Quick Links

Re: Vacuum: allow usage of more than 1GB of work mem

From:	Claudio Freire <klaussfreire(at)gmail(dot)com>
To:	Masahiko Sawada <sawada(dot)mshk(at)gmail(dot)com>
Cc:	Robert Haas <robertmhaas(at)gmail(dot)com>, Andres Freund <andres(at)anarazel(dot)de>, Anastasia Lubennikova <a(dot)lubennikova(at)postgrespro(dot)ru>, Anastasia Lubennikova <lubennikovaav(at)gmail(dot)com>, PostgreSQL-Dev <pgsql-hackers(at)postgresql(dot)org>
Subject:	Re: Vacuum: allow usage of more than 1GB of work mem
Date:	2017-07-10 23:04:42
Message-ID:	CAGTBQpbS2jDH1X8UYdqNpLUveyTsH8rioGhiGx1DhpiJh6jy8A@mail.gmail.com
Views:	Whole Thread \| Raw Message \| Download mbox \| Resend email
Thread:
Lists:	pgsql-hackers

Sorry for the delay, I had extended vacations that kept me away from
my test rigs, and afterward testing too, liteally, a few weeks.
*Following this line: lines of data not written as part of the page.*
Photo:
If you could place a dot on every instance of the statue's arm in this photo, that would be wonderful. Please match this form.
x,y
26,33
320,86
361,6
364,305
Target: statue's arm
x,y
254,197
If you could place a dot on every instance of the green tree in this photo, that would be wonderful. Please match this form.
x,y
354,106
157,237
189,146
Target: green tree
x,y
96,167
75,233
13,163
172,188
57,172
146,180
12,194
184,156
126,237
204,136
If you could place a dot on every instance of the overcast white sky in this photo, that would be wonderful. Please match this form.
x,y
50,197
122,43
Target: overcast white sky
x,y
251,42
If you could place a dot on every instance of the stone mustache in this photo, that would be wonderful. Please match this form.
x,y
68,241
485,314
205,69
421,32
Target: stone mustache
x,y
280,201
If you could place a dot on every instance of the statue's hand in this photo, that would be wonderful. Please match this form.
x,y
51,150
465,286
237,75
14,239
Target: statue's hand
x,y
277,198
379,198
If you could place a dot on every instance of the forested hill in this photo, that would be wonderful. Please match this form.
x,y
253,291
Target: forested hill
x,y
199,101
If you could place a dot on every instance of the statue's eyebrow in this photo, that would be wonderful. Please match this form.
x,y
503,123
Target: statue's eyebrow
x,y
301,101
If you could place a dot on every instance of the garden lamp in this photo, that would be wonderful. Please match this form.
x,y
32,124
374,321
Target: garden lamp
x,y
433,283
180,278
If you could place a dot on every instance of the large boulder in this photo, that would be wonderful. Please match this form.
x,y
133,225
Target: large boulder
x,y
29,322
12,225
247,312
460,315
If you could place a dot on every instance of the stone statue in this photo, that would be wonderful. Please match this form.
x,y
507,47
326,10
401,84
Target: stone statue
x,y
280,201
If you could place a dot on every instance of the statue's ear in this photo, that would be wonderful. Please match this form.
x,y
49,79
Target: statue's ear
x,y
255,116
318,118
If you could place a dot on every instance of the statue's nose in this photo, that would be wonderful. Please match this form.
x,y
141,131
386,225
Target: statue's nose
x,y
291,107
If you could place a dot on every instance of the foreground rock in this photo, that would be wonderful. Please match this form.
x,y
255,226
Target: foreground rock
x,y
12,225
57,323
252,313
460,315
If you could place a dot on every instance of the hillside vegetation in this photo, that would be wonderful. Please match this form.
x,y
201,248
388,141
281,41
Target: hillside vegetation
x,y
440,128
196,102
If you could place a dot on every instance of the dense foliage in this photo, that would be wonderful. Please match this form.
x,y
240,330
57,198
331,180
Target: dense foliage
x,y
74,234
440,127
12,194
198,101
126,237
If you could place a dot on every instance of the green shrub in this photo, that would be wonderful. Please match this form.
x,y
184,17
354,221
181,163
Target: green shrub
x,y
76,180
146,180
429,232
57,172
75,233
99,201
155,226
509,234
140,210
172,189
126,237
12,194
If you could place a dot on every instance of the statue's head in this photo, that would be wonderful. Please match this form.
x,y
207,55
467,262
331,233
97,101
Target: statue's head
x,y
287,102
I built a more thoroguh test script that produced some interesting
results. Will attach the results.

For now, to the review comments:

On Thu, Apr 27, 2017 at 4:25 AM, Masahiko Sawada <sawada(dot)mshk(at)gmail(dot)com> wrote:
> I've read this patch again and here are some review comments.
>
> + * Lookup in that structure proceeds sequentially in the list of segments,
> + * and with a binary search within each segment. Since segment's size grows
> + * exponentially, this retains O(log N) lookup complexity (2 log N to be
> + * precise).
>
> IIUC we now do binary search even over the list of segments.

Right

>
> -----
>
> We often fetch a particular dead tuple segment. How about providing a
> macro for easier understanding?
> For example,
>
> #define GetDeadTuplsSegment(lvrelstats, seg) \
> (&(lvrelstats)->dead_tuples.dt_segments[(seg)])
>
> -----
>
> + if (vacrelstats->dead_tuples.num_segs == 0)
> + return;
> +
>
> + /* If uninitialized, we have no tuples to delete from the indexes */
> + if (vacrelstats->dead_tuples.num_segs == 0)
> + {
> + return;
> + }
>
> + if (vacrelstats->dead_tuples.num_segs == 0)
> + return false;
> +

> As I listed, there is code to check if dead tuple is initialized
> already in some places where doing actual vacuum.
> I guess that it should not happen that we attempt to vacuum a
> table/index page while not having any dead tuple. Is it better to have
> Assert or ereport instead?

I'm not sure. Having a non-empty dead tuples array is not necessary to
be able to honor the contract in the docstring. Most of those functions
clean up the heap/index of dead tuples given the array of dead tuples,
which is a no-op for an empty array.

The code that calls those functions doesn't bother calling if the array
is known empty, true, but there's no compelling reason to enforce that at the
interface. Doing so could cause subtle bugs rather than catch them
(in the form of unexpected assertion failures, if some caller forgot to
check the dead tuples array for emptiness).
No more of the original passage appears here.